Nestle your hands around a hot bowl of creamy pumpkin soup. Cozy-on-up cuz winter’s a comin!
This healthy pumpkin soup recipe is made with fresh pumpkin, red lentils, and the perfect amount of creaminess without the cream! That’s right, this velvety soup is vegan. Let’s talk about the ingredients you will need. ♡
First, let me just say what inspired me to make this recipe. My family is a blend of Turkish and American heritages. With that being said, I have made countless amounts of Turkish lentil soup. And well, since I am American, why not add some pumpkin to it?
Brilliant idea? I know it. 😌 Ok, moving on. Here is what you need to make this Turkish-inspired creamy pumpkin lentil soup.
Pumpkin Soup Ingredients
|Garlic & Onion||Soft, caramelized onion and aromatic garlic will help build a nice flavorful base.|
|Red lentils||Cook up real quick and is really creamy once blended.|
|Sugar Pumpkin||Seeds removed and baked until fork tender. Roasted sugar pumpkin adds a great rich flavor to this soup.|
|Red pepper paste||I love using Turkish red pepper paste. It’s always in my fridge. Feel free to use any red pepper paste you can find!|
|Vegetable broth||Adds a slow-cooked taste, fast!|
|other essential ingredients||Like olive oil, coriander, salt, and pepper.|
How to make pumpkin soup
Time needed: 40 minutes.
The best pumpkin lentil soup recipe
- Roast the pumpkin
Wash and remove the seeds of the sugar pumpkin. Rub on olive oil, salt, and pepper all around the outer skin and inner flesh. Roast flat-side down on a baking sheet. Bake at 400 °F for 30 minutes or until tender when pierced with a knife.
- Heat a large pot over medium-high heat.

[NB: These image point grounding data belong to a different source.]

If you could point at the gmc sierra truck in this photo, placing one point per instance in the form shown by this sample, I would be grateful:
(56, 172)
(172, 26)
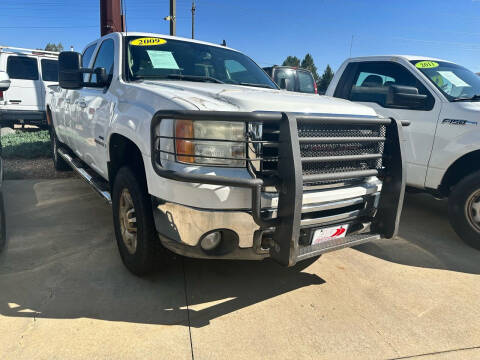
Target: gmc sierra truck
(442, 101)
(200, 152)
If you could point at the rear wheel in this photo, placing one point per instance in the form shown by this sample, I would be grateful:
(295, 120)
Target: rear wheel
(137, 239)
(464, 209)
(58, 162)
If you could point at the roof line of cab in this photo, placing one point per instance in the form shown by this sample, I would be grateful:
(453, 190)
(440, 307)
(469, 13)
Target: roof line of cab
(136, 33)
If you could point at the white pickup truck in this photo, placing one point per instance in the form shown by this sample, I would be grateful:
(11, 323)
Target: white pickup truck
(442, 101)
(201, 153)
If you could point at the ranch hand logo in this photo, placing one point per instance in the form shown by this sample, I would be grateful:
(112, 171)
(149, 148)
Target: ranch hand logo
(339, 232)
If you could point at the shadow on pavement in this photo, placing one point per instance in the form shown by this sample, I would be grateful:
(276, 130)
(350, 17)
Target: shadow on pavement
(426, 239)
(62, 263)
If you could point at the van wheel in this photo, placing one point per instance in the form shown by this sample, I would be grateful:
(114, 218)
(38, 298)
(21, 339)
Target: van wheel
(137, 240)
(464, 209)
(58, 162)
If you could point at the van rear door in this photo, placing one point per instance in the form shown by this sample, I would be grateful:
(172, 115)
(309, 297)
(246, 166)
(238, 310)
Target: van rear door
(25, 92)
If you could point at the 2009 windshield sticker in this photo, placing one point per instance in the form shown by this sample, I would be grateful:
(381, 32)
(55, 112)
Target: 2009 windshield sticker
(426, 64)
(148, 42)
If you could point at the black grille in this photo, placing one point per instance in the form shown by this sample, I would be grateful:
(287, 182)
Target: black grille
(329, 148)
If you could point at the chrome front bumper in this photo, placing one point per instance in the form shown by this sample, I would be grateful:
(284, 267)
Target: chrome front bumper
(181, 227)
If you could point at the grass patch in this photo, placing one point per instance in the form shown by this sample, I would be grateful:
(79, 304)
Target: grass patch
(26, 145)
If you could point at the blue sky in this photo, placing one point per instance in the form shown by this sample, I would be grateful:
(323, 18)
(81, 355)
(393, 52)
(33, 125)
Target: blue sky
(268, 30)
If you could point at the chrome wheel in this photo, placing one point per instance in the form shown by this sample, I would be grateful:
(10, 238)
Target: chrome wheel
(472, 210)
(128, 221)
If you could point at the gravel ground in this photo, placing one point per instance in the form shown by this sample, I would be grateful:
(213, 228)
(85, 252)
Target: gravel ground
(42, 168)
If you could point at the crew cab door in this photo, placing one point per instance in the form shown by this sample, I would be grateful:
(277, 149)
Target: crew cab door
(25, 92)
(368, 83)
(95, 107)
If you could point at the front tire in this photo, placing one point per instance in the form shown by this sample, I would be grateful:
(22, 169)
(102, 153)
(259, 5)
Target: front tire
(58, 162)
(464, 209)
(137, 239)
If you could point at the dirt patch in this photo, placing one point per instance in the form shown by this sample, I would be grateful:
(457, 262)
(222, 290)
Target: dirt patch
(41, 168)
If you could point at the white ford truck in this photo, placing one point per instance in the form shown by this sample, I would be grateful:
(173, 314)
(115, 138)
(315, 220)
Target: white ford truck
(201, 153)
(442, 101)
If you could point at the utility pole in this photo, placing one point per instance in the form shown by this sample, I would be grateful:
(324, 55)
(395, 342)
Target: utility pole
(173, 13)
(111, 17)
(193, 19)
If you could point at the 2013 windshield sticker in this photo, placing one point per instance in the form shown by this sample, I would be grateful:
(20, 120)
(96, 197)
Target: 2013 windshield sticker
(426, 65)
(148, 42)
(458, 122)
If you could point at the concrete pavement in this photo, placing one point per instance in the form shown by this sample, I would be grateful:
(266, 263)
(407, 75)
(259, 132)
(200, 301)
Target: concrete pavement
(64, 293)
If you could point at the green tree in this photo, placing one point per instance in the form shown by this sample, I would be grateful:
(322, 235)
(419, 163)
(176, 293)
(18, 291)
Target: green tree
(309, 64)
(291, 61)
(324, 81)
(52, 47)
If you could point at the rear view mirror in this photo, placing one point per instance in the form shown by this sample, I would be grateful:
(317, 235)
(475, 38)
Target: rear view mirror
(101, 77)
(4, 81)
(284, 83)
(405, 97)
(70, 75)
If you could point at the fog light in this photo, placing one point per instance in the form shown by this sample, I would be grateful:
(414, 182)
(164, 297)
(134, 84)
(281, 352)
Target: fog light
(211, 241)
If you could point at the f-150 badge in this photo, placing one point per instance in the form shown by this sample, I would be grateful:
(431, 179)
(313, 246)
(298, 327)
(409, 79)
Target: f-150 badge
(458, 122)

Once heated, drizzle in olive oil, diced onion, chopped garlic, salt, and pepper. Sautee until the onions have softened and are brown around the edges.
- Add the spices.
Add the coriander. Fry for 15 seconds, long enough until aromatic. Next, add the red pepper paste and red lentils. Fry for an additional 30 seconds.
- Add the broth.
Use vegetable broth. Add equal amounts of water. Cover the pot with a lid and cook on high until a boil. Once a boil is reached, reduce the heat to medium-low and continue to cook for 25 minutes.
- Add the roasted pumpkin to the cooked lentils and blend.
You can achieve this by either using an immersion blender or by transferring all of the ingredients into a high-speed blender and blending until smooth and creamy.
- Serve with a sprinkle of pumpkin seeds.
What if my sugar pumpkin doesn’t yield 3 cups?
No worries. This recipe is very forgiving. Use what you have and this pumpkin soup will still taste amazing.
How to make pumpkin soup creamy?
You can make this soup creamy a couple different ways.
- Use an immersion blender. This is a very practical and effective way. Dive into the same pot with this tool. The soup will be creamy but still hold a hearty consistency.
- Transfer the ingredients to a high-speed blender. This can be a bit tricky, but if you have a Vita-Mix and followed the recipe exactly, all of the soup will fit into the blender. It’s to the top, but it will all fit. Blend until smooth and creamy. The longer you blend, the creamier it will be.
How to serve pumpkin soup?
Serve with Pepitas ( pumpkin seeds ) on top, perhaps a wedge of lemon, fresh sprigs of thyme leaves, and a little sprinkle of chili flakes.
What’s important is that you enjoy this creamy pumpkin soup just the way you like it.
More delicious pumpkin recipes!
- Pumpkin Pasta Sauce
- Almond Flour Pumpkin Cake Balls
- Paleo Pumpkin Bread
- Creamy Cannellini Pumpkin Soup with Spinach (vegan)
Read the recipe from start to finish. You will better understand the flow of the recipe and identify any unfamiliar words or methods.
Shop for the ingredients beforehand. When you shop ahead, you are less likely to swap out ingredients for what you don’t have, thus creating a complete recipe fail!